First published, December 1996

SUCCEEDING generations of passers-by must have gazed up in puzzlement at the large letters A.D. (normally meaning Anno Domini) carved into one of the town centre's most prominent Victorian buildings. For it bears no accompanying dateline.

Now, at last, the riddle is solved. For the letters have nothing to do with the year in which the Imperial Buildings, on Ormskirk Street, were built.

That A.D. happened to be the initials of the rather splendidly-named Alfonsus Dennett, a prominent St Helens citizen of the day who was responsible for construction of that imposing edifice.
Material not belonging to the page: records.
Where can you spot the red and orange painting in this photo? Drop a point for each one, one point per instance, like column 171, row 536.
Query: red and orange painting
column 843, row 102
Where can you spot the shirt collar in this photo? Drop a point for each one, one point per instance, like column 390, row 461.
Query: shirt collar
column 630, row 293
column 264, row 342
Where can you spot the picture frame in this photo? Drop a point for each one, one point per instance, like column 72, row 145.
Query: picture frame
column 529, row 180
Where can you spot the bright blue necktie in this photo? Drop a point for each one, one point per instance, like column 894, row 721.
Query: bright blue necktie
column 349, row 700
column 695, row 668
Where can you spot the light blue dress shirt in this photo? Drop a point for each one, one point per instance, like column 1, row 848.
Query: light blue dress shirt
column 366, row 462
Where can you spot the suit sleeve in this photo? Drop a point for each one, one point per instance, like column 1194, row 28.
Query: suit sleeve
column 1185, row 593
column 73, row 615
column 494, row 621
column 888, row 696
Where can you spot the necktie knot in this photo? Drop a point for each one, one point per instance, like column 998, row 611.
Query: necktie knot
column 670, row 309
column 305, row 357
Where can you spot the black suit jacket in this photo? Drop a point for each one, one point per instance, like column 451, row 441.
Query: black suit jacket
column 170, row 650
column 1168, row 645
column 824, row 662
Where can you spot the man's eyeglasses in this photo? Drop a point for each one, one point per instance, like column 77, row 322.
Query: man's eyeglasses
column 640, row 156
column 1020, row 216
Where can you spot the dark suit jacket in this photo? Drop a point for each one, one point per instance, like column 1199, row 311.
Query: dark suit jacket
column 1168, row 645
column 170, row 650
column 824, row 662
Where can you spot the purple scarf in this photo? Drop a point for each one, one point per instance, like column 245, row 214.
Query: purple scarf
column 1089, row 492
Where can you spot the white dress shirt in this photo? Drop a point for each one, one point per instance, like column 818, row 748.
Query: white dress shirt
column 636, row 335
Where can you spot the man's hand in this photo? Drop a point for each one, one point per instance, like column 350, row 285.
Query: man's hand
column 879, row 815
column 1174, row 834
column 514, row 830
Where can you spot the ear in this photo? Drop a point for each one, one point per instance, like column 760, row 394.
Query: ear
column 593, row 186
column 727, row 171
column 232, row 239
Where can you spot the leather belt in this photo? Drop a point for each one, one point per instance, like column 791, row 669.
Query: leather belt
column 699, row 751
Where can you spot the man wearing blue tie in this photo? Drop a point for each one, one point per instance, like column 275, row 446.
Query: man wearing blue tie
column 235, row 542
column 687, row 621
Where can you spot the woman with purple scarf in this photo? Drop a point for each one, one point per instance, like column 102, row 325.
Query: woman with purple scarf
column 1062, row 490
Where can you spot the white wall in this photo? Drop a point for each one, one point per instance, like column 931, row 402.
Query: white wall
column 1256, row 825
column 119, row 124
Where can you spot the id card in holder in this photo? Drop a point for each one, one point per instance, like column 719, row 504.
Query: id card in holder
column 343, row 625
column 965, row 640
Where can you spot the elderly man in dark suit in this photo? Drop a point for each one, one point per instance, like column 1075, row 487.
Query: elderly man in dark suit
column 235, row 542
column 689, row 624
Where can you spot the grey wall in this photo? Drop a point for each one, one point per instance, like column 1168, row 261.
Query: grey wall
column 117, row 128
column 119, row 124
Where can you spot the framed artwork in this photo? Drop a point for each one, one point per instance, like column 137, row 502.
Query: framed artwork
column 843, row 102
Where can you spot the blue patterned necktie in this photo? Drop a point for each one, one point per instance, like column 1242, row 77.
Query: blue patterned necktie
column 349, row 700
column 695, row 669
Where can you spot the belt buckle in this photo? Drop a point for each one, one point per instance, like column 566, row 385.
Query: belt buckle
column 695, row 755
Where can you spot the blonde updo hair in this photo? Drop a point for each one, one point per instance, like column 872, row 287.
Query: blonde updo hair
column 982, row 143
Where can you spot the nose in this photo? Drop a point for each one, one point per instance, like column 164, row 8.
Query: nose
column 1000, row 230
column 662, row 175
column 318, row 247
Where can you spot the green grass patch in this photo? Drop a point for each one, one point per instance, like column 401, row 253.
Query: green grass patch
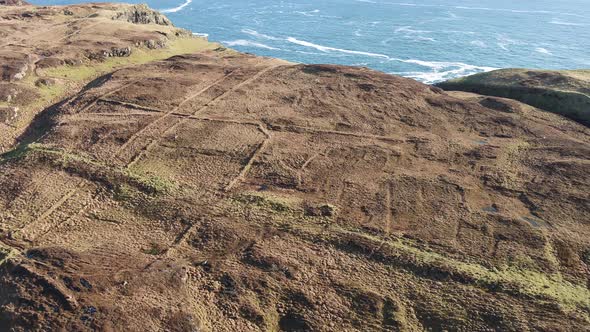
column 86, row 166
column 139, row 55
column 507, row 278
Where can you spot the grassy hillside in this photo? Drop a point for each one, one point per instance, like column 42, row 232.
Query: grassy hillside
column 565, row 92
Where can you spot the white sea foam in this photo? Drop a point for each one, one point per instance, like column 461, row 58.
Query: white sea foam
column 249, row 43
column 308, row 13
column 478, row 43
column 328, row 49
column 177, row 9
column 258, row 34
column 559, row 22
column 543, row 50
column 437, row 70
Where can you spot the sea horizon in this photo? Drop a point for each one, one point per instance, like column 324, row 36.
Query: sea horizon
column 430, row 41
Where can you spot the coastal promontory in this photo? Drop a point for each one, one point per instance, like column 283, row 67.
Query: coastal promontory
column 155, row 181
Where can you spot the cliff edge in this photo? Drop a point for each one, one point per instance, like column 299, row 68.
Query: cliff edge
column 564, row 92
column 176, row 185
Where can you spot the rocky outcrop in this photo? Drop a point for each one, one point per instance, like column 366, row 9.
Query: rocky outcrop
column 142, row 14
column 13, row 3
column 7, row 114
column 564, row 92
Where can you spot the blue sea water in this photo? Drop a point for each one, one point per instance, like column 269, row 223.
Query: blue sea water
column 429, row 40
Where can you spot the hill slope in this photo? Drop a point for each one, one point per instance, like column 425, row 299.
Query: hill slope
column 565, row 92
column 219, row 191
column 49, row 53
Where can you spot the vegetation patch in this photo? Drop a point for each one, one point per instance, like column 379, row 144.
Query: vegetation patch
column 88, row 71
column 268, row 201
column 86, row 167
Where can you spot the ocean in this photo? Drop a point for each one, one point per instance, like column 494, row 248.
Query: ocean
column 428, row 40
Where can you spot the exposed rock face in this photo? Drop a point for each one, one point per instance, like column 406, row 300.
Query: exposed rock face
column 142, row 14
column 13, row 3
column 38, row 43
column 219, row 191
column 565, row 92
column 7, row 114
column 226, row 192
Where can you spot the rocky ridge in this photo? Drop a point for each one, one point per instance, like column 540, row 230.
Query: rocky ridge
column 219, row 191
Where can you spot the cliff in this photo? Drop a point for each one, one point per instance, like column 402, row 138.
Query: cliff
column 565, row 92
column 219, row 191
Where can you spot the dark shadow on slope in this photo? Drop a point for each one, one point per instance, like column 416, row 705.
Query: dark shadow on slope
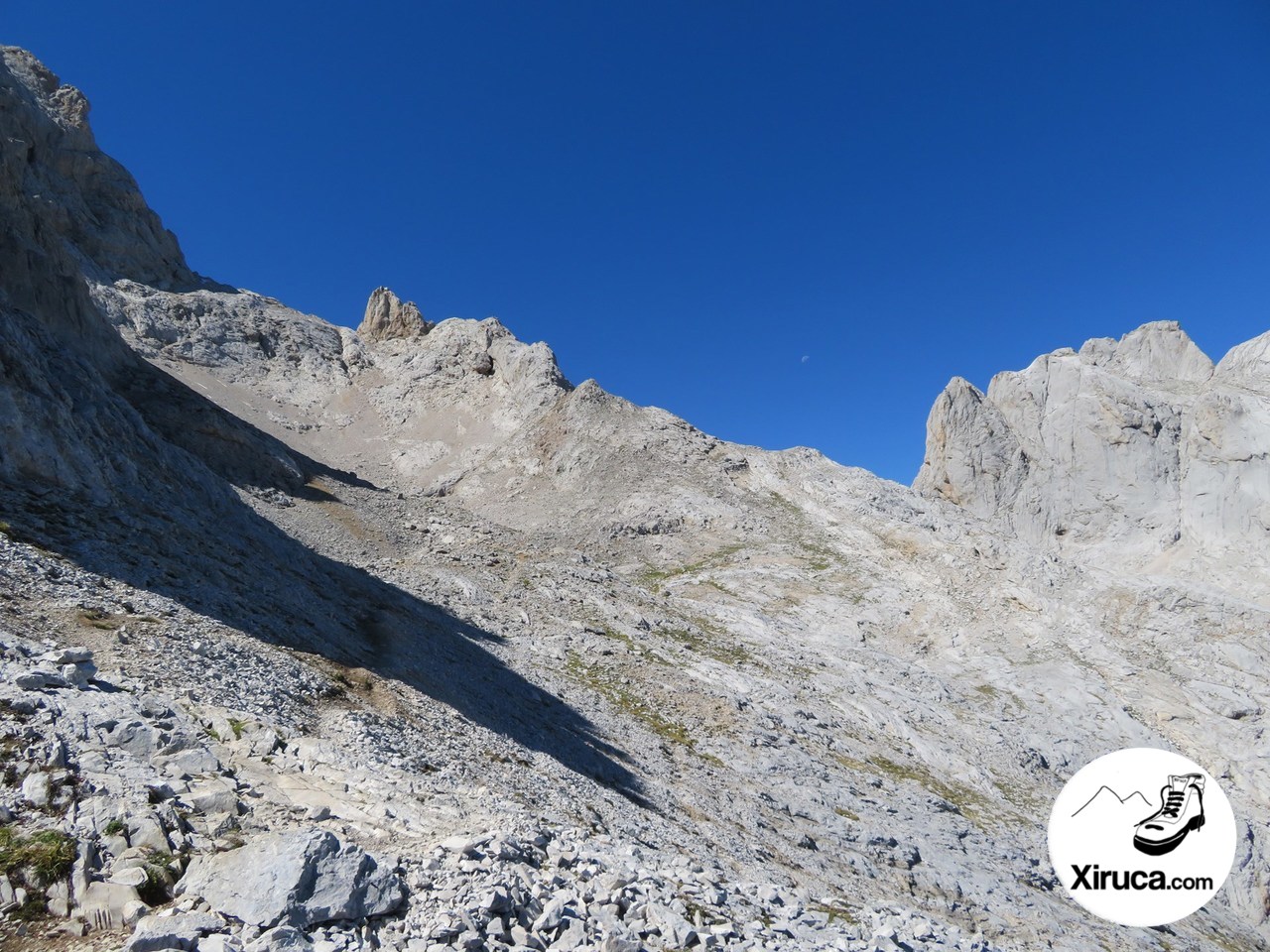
column 211, row 552
column 241, row 570
column 230, row 447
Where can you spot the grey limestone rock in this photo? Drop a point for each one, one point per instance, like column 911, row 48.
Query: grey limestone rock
column 388, row 317
column 296, row 879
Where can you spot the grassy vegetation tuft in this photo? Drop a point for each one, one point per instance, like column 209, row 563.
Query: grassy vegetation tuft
column 39, row 860
column 973, row 805
column 96, row 619
column 627, row 701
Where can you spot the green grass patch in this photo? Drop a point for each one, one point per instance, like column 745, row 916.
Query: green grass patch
column 837, row 912
column 39, row 860
column 978, row 809
column 708, row 645
column 96, row 619
column 627, row 701
column 652, row 578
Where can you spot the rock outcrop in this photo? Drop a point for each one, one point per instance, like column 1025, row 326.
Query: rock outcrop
column 295, row 879
column 388, row 317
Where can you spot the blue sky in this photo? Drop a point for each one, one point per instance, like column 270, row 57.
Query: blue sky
column 788, row 222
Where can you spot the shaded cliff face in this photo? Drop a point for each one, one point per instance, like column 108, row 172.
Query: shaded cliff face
column 1139, row 447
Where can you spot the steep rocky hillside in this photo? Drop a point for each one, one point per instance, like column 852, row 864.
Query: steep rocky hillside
column 395, row 639
column 1138, row 448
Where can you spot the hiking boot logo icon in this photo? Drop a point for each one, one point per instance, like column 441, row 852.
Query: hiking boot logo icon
column 1182, row 810
column 1132, row 857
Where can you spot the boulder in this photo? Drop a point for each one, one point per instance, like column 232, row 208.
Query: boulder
column 109, row 905
column 294, row 879
column 157, row 933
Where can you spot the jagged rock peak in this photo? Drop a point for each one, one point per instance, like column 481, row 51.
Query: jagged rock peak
column 1159, row 352
column 1135, row 444
column 388, row 317
column 59, row 191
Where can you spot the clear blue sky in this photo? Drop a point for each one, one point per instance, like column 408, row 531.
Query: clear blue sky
column 788, row 222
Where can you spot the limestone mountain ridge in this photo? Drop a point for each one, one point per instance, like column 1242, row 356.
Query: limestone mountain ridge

The intriguing information comes from Alfonsus' great-nephew, Leslie T. Swift of Cherwell Road, Westhoughton, in responding to a query on this page from a gang of Carr Mill Hotel arm-benders who had been pondering over what the Imperial Buildings began life as.

Alfonsus Dennett, says Leslie, lived between 1848 and 1922. He had a grocery business in St Helens for many years and entered local politics at the age of 38, serving as a councillor in Hardshaw ward.

The Imperial Buildings were opened around 1886. "It would appear they were originally used for political purposes", says Les, for a local newspaper item of the time reported that a meeting for friends and supporters of Alfonsus Dennett, then a council candidate, had been staged there.

He was the elder brother of Leslie's paternal grandmother Christina Swift, who herself was well known around the St Helens district, especially in argricultural circles.

Says Leslie: “Recent family-history research has revealed, in the local press report of my grandmother's funeral in 1935, that she was "a sister of Alfonsus Dennett who erected the Imperial Buildings..."

And it would appear that shops have long graced the ground-floor frontage of that imposing edifice.

A newspaper advert for 1896, which Leslie has unearthed, states: ‘Dennett's New Shop Is Now Open.’

Among other things it offered ‘choicest English beef (bullock and heifer); finest Scotch mutton; and Welsh Wether mutton.’

And Leslie, still researching into the Dennett side of his forebears, signs off with another interesting fact. "That hardy ‘water rat’ of yesterday, Walter Dennett, whose swimming exploits you recently featured, was a nephew of Alfonsus.

Both were members of Lowe House Church - Alfonsus being one of its founders."